Government has been urged to prioritise the health needs of citizens and ensure that heath institutions comply with the constitution when it comes to guaranteeing the treatment of people who can’t pay for medical emergencies.

In an exclusive interview with The Zimbabwean, the director of The Aids and Arts Foundation (TAAF), Emmanuel Gasa, said a lot of people were failing to get medical help at health centres such as referral hospitals because they had failed to pay the consultation fees.

Said Gasa: “We still have a lot of people who are dying because they can’t pay the required consultation fees. The challenge is that our government is good at enacting legislation that the policy-makers and government institutions cannot comply with. Someone will die because they are not attended to at a hospital,” he said.

Gasa said there was need to organise a health indaba at which all the stakeholders could identify failings in complying with the constitution.

“When you approach the district and provincial medial officers and directors, they will tell you that it is a directive from the top and yet the minister is saying something else, so who should we believe?” queried Gasa. He said an indaba would present a platform where all the relevant stakeholders could identify the office that was not complying, instead of pointing fingers at each other.

“There are decisions that are made secretly at the expense of citizens, yet the law says something else. We should name and shame such institutions that go against the people’s right to health,” he said.

He urged the health ministry to further consult stakeholders on how best to use the allocated money from treasury.

“Government’s inability to fund its own people’s health has meant relying on international donors to supplement health funding,” said Gasa.

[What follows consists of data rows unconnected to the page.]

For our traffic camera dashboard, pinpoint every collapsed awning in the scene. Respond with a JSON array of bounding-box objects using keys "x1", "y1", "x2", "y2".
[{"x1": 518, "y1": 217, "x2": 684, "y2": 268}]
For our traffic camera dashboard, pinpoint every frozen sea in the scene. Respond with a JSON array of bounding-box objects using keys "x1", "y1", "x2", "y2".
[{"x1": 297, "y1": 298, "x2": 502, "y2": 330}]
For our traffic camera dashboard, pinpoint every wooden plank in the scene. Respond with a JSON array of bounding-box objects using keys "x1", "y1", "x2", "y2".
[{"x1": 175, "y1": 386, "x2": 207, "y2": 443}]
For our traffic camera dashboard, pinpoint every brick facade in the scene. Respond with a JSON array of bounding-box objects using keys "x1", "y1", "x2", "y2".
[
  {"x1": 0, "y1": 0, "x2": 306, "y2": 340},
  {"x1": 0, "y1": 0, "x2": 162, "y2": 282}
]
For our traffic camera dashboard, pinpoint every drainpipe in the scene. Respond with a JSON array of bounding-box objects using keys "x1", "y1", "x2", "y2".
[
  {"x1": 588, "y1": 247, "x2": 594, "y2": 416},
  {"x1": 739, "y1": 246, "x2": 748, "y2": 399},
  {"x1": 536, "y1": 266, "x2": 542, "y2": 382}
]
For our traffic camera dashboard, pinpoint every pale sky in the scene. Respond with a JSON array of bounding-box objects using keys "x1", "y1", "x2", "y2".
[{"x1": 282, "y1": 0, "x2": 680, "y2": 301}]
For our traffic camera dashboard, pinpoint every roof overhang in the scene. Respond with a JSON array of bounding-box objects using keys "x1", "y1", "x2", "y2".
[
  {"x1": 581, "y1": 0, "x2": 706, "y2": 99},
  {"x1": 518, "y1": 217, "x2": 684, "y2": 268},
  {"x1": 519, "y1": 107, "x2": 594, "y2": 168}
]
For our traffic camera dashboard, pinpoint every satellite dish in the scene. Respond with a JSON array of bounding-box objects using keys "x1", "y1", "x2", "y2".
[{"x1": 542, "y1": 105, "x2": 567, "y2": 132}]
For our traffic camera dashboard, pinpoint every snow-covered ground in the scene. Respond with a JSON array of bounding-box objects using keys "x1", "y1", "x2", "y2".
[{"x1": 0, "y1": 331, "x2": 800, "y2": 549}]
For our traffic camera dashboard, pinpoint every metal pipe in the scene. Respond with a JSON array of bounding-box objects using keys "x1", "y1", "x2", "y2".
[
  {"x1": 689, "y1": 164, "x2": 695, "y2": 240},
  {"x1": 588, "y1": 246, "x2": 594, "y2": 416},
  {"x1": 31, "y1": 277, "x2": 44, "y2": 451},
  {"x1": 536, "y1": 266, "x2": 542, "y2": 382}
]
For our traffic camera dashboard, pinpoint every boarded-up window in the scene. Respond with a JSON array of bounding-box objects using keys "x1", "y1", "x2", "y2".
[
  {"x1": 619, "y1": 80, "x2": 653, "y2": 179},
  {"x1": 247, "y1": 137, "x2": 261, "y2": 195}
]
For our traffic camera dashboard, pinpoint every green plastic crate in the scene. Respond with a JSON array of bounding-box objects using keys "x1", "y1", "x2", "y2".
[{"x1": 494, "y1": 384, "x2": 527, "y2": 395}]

“Money is used to buy cars instead of investing in infrastructural development. Most of the health institutions are dilapidated and there is no privacy, especially for HIV-positive patients,” he said.

The constitution guarantees every Zimbabwean the right to basic health services. Reads article 76: 3: “No person may be refused emergency medical treatment in any health care institution.”

Citizens however are denied treatment at most health institutions countrywide if they do not pay the required consultation fees ranging from $3 at local clinics to $10 at referral hospitals.